A 62-year-old woman with burnt out hypertrophic cardiomyopathy (HCM) with a history of LV aneurysmectomy, mitral valve replacement, and ventricular tachycardia was referred for consideration for heart-kidney transplant. The patient had New York Heart Association (NYHA) class IIIB-IV symptoms, with dizziness and frequent falls at home. On exam, her blood pressure was 90/50 mmHg and her heart rate was paced at 60 beats per minute. She appeared frail, with jugular venous distension and cool extremities. Her baseline creatinine was 1.68 mg/dL and eGFR ranged between 25 and 40 ml/min/1.73 m². Urinalysis was negative for proteinuria and casts. Her echocardiogram revealed a small LV with an apical patch, a bioprosthetic mitral valve, decreased right ventricular (RV) function, and no significant valvular dysfunction. Renal ultrasound demonstrated normal sized kidneys with mild renal disease. Her initial hemodynamics at a heart rate of 60 and blood pressure of 92/52 mmHg had a right atrial (RA) mean pressure of 14 mmHg, an RV pressure of 44/4 mmHg, a pulmonary arterial (PA) pressure of 44/28 (mean 33) mmHg, and a mean pulmonary capillary wedge pressure (PCWP) of 28 mmHg with a cardiac output of 2.4 L/min and cardiac index of 1.6 L/min/m² by thermodilution.

Given hemodynamics consistent with cardiogenic shock the patient was supported with intra-aortic balloon pump placement and milrinone infusion. During this period she had repeated eGFR measurements between 40 and 60 ml/min/1.73 m². After multi-disciplinary discussion with the renal transplant team and heart failure cardiologists, the patient was listed for and underwent heart transplant alone.

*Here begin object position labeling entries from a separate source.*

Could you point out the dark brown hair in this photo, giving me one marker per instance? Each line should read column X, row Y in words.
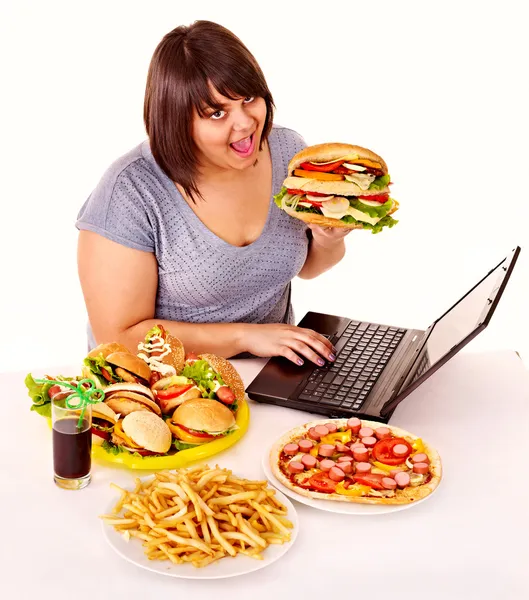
column 183, row 65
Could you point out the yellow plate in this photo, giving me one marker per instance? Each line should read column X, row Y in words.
column 182, row 458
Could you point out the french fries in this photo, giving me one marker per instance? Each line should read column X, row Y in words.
column 200, row 515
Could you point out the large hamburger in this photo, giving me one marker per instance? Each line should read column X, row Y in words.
column 126, row 398
column 199, row 421
column 114, row 363
column 142, row 432
column 162, row 352
column 338, row 185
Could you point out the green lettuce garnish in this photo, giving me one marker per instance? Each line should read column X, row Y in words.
column 96, row 363
column 279, row 197
column 373, row 211
column 38, row 392
column 379, row 183
column 179, row 445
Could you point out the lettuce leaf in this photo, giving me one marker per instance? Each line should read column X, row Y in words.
column 95, row 364
column 179, row 445
column 373, row 211
column 279, row 197
column 38, row 392
column 387, row 221
column 380, row 183
column 204, row 376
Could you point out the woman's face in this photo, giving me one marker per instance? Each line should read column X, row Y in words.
column 230, row 138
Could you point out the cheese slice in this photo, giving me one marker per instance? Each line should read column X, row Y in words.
column 360, row 216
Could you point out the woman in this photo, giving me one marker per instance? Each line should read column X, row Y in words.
column 183, row 230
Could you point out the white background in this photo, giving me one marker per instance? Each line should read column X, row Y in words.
column 439, row 89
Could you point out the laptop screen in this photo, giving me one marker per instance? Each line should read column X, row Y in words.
column 460, row 321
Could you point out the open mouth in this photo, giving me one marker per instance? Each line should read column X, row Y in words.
column 244, row 147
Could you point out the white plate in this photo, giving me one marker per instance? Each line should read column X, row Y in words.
column 344, row 508
column 132, row 551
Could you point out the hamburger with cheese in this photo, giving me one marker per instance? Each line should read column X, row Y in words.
column 338, row 185
column 200, row 421
column 114, row 363
column 141, row 432
column 126, row 398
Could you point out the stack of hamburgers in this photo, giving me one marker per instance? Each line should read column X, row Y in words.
column 338, row 185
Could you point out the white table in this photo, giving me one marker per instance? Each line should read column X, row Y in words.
column 469, row 540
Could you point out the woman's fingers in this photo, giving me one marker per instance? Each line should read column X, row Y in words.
column 291, row 355
column 319, row 343
column 304, row 349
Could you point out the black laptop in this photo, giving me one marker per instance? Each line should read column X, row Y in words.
column 377, row 366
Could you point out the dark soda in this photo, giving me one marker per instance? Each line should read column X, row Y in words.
column 72, row 447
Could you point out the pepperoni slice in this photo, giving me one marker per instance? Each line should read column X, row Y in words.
column 361, row 454
column 321, row 430
column 389, row 483
column 336, row 474
column 309, row 461
column 382, row 433
column 402, row 479
column 383, row 451
column 373, row 480
column 322, row 483
column 296, row 467
column 421, row 468
column 400, row 450
column 366, row 432
column 347, row 467
column 327, row 464
column 306, row 445
column 420, row 457
column 326, row 450
column 314, row 434
column 369, row 442
column 291, row 449
column 362, row 468
column 354, row 424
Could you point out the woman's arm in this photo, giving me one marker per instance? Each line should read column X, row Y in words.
column 326, row 249
column 120, row 284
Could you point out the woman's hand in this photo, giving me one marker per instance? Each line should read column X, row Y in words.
column 328, row 237
column 279, row 339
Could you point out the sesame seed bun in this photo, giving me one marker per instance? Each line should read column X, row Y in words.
column 148, row 431
column 205, row 415
column 228, row 373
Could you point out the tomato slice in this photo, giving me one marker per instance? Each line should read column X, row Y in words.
column 173, row 392
column 382, row 198
column 383, row 451
column 321, row 168
column 321, row 483
column 373, row 480
column 302, row 193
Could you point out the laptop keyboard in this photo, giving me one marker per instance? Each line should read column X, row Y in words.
column 347, row 382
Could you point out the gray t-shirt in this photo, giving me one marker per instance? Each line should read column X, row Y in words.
column 201, row 278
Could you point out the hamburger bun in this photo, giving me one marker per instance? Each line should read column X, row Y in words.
column 125, row 398
column 101, row 410
column 334, row 151
column 228, row 373
column 138, row 388
column 334, row 188
column 323, row 221
column 106, row 349
column 129, row 362
column 148, row 431
column 204, row 414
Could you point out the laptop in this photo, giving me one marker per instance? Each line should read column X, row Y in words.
column 376, row 365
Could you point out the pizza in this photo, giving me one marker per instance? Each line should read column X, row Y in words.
column 356, row 461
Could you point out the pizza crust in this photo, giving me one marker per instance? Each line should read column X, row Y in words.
column 405, row 496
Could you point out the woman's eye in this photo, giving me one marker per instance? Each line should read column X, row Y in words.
column 217, row 115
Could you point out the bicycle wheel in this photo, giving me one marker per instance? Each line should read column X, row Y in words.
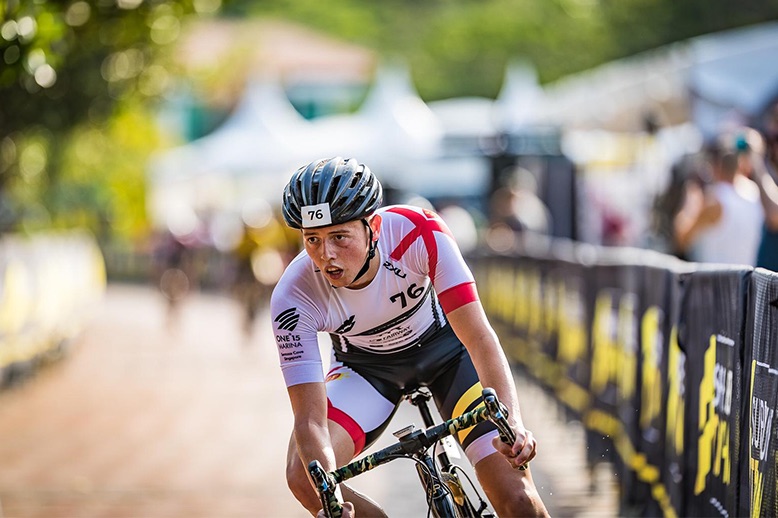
column 439, row 498
column 464, row 507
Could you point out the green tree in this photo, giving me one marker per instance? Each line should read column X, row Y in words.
column 70, row 69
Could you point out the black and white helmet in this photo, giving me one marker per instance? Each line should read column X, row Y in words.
column 329, row 192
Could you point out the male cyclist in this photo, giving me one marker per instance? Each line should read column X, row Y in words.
column 391, row 288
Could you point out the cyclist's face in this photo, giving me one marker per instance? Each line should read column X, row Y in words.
column 339, row 251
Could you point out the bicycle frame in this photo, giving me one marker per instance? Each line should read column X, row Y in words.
column 412, row 443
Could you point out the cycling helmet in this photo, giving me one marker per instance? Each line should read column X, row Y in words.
column 329, row 192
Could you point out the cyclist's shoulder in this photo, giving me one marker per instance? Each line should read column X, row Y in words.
column 407, row 212
column 298, row 277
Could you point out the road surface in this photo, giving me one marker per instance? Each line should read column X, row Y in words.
column 151, row 417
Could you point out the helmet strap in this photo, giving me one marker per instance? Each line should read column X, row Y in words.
column 370, row 253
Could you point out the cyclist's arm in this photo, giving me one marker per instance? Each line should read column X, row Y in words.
column 309, row 406
column 471, row 325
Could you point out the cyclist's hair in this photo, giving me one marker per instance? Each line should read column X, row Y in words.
column 329, row 192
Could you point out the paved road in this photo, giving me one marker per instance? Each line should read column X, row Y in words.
column 147, row 418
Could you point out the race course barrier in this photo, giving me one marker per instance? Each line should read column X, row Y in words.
column 671, row 366
column 49, row 283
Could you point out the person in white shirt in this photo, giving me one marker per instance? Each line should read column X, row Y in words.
column 392, row 289
column 721, row 222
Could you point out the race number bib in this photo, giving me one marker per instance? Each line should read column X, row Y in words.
column 316, row 215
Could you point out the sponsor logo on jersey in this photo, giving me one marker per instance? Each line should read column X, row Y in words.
column 389, row 265
column 287, row 319
column 346, row 326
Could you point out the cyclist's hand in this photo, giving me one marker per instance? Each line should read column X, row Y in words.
column 348, row 511
column 521, row 451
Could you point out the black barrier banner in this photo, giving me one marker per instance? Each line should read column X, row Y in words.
column 613, row 356
column 712, row 335
column 650, row 496
column 758, row 481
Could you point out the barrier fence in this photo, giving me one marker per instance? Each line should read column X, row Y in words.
column 672, row 367
column 48, row 285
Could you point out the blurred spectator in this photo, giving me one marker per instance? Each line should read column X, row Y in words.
column 462, row 225
column 172, row 264
column 265, row 248
column 764, row 158
column 517, row 205
column 720, row 220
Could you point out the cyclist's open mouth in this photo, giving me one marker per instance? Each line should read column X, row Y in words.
column 333, row 272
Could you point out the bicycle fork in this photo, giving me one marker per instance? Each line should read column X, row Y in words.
column 437, row 493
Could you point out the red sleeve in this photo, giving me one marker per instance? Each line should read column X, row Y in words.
column 458, row 296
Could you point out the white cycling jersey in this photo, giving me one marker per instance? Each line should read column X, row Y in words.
column 422, row 273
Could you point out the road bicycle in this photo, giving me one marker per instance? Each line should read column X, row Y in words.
column 445, row 492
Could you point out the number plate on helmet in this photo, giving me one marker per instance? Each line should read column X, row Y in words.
column 316, row 215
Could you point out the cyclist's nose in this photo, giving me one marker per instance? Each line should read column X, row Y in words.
column 327, row 250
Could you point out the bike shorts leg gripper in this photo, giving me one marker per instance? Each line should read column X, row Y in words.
column 348, row 424
column 458, row 390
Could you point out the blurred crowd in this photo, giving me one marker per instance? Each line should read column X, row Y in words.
column 243, row 255
column 721, row 204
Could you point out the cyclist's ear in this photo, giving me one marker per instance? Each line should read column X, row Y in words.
column 375, row 225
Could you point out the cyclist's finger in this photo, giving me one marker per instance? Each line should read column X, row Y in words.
column 527, row 452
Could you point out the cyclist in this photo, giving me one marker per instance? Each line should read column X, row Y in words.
column 392, row 289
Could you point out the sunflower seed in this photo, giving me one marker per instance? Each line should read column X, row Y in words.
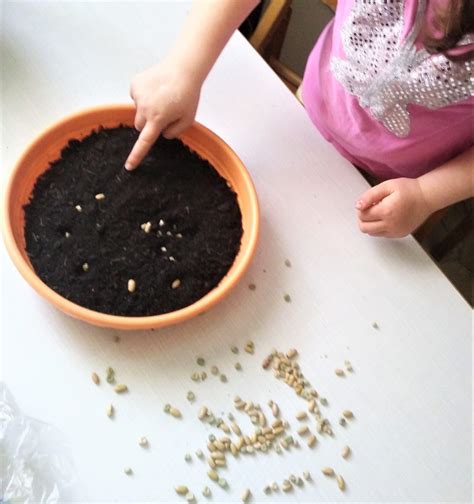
column 340, row 482
column 132, row 285
column 176, row 283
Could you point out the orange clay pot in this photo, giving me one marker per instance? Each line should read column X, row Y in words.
column 47, row 147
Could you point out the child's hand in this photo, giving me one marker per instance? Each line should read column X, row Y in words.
column 394, row 208
column 166, row 98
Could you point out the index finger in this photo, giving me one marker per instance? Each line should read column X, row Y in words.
column 147, row 138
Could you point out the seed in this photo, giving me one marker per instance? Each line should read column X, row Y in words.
column 348, row 414
column 292, row 352
column 346, row 451
column 303, row 430
column 327, row 471
column 176, row 283
column 340, row 482
column 246, row 495
column 236, row 429
column 222, row 483
column 301, row 415
column 286, row 486
column 132, row 285
column 175, row 412
column 110, row 410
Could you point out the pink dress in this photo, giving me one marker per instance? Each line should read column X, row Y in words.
column 385, row 103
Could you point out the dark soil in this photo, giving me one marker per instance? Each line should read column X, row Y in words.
column 201, row 225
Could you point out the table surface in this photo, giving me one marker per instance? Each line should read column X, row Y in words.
column 411, row 386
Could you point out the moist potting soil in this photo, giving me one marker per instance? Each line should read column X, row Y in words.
column 172, row 226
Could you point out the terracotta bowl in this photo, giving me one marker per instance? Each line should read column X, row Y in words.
column 47, row 147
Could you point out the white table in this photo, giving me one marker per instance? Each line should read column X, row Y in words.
column 411, row 390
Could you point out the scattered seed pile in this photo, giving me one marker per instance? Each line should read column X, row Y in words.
column 131, row 243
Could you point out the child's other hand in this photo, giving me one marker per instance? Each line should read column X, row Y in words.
column 393, row 209
column 166, row 98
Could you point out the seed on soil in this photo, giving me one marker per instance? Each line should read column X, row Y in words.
column 340, row 482
column 246, row 495
column 131, row 285
column 348, row 414
column 110, row 410
column 301, row 415
column 328, row 471
column 176, row 283
column 181, row 489
column 175, row 412
column 346, row 451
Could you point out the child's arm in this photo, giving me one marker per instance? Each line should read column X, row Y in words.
column 166, row 95
column 397, row 207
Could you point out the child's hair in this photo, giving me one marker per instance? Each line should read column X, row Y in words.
column 455, row 21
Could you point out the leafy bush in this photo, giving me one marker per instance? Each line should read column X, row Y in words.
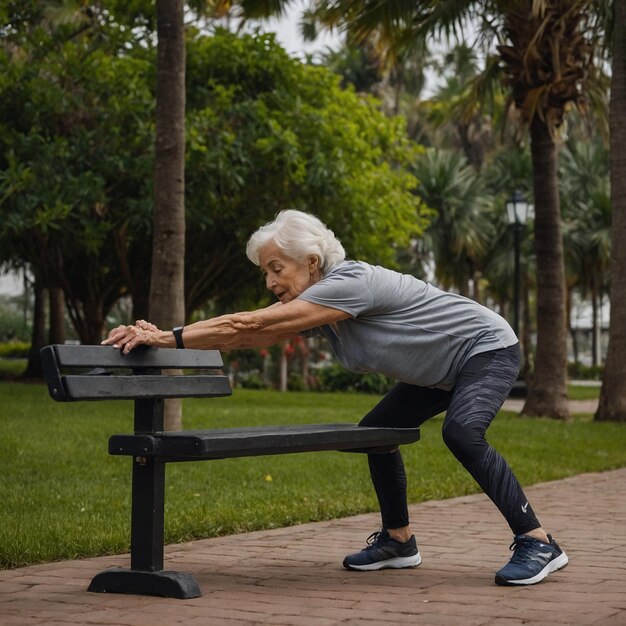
column 13, row 326
column 14, row 350
column 584, row 372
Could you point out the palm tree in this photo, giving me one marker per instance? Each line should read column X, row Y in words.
column 612, row 406
column 587, row 223
column 167, row 300
column 461, row 229
column 544, row 57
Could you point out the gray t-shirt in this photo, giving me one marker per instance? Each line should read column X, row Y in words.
column 403, row 327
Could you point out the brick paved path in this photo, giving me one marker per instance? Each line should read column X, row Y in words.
column 294, row 575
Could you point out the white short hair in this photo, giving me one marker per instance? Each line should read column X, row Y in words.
column 298, row 235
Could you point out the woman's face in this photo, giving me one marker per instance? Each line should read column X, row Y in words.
column 284, row 276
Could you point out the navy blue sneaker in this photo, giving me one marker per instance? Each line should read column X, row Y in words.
column 531, row 562
column 384, row 552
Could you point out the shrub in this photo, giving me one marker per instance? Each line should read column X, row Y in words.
column 14, row 350
column 584, row 372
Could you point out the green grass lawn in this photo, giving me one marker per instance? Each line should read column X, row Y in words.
column 64, row 497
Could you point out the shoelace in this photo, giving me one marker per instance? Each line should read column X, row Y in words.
column 372, row 540
column 521, row 550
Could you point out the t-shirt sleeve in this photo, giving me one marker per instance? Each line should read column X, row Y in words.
column 345, row 290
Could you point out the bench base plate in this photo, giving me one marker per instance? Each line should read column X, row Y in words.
column 166, row 584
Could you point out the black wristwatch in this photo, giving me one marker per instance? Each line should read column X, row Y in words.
column 178, row 336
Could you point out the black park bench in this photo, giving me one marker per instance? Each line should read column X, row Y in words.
column 103, row 373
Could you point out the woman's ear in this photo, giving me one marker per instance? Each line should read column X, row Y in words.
column 314, row 263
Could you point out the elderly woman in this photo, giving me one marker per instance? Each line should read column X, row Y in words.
column 448, row 353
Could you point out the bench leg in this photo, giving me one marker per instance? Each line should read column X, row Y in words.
column 165, row 584
column 146, row 575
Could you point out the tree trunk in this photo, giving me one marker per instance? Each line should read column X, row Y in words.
column 57, row 315
column 548, row 391
column 38, row 337
column 167, row 283
column 595, row 343
column 612, row 405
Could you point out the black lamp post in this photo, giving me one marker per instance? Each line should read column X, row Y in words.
column 517, row 212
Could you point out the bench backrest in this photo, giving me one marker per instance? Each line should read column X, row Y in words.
column 84, row 373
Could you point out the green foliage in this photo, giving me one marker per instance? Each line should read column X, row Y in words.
column 335, row 377
column 13, row 326
column 14, row 350
column 584, row 372
column 264, row 133
column 65, row 497
column 268, row 133
column 75, row 169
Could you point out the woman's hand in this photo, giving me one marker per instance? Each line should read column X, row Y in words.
column 129, row 337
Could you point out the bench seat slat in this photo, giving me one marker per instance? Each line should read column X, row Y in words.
column 266, row 440
column 140, row 357
column 145, row 387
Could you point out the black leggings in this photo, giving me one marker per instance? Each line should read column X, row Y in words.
column 481, row 388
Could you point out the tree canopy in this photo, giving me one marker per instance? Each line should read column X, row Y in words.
column 264, row 133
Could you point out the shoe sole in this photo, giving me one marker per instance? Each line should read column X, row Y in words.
column 553, row 566
column 399, row 562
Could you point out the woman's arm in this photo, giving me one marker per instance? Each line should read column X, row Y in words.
column 250, row 329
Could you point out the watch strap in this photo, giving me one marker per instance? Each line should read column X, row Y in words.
column 178, row 337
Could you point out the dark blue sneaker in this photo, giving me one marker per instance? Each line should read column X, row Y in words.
column 531, row 562
column 384, row 552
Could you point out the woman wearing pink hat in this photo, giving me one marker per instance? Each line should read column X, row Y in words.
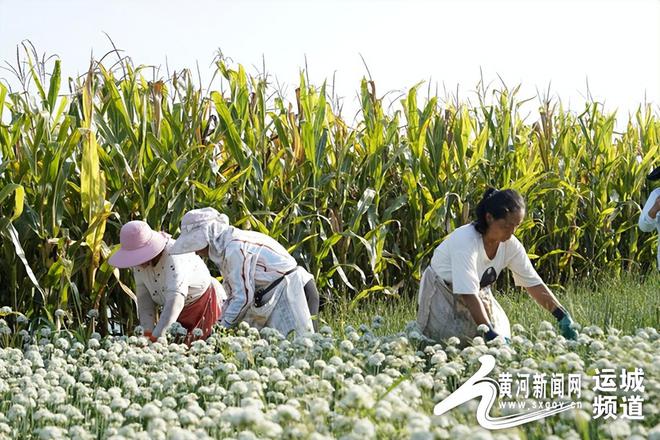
column 180, row 284
column 265, row 285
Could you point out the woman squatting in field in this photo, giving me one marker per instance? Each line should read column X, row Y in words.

Her post-operative creatinine was 1.0 mg/dL and her eGFR increased to over 60 ml/min/1.73 m², demonstrating a significant improvement in her kidney function.

Discussion

Cardiac dysfunction, whether acute or chronic, can impact renal function in multiple ways. The neurohormonal dysregulation of chronic heart failure and activation of the renin-angiotensin aldosterone system (RAAS) plays a significant role in kidney injury and progression of renal disease. The consequences of increased renin, angiotensin II and aldosterone include increased sodium reabsorption, as well as production of pro-inflammatory and pro-fibrotic peptides, which result in worsening renal function along with injury and hemodynamic stress to the heart. Hemodynamic stress may include low cardiac output and central venous congestion. Low cardiac output states result in inadequate renal blood flow, which increases RAAS activation, thereby worsening renal afferent arteriolar vasoconstriction, and leads to oxidative stress and hypoperfusion injury to the kidneys. Central venous congestion, represented by elevated central venous pressure (CVP), results in elevated intraabdominal pressure, decreased renal capillary pressure gradient, reduced renal blood flow and glomerular filtration rate, ultimately contributing to decreased kidney function (1, 25, 26).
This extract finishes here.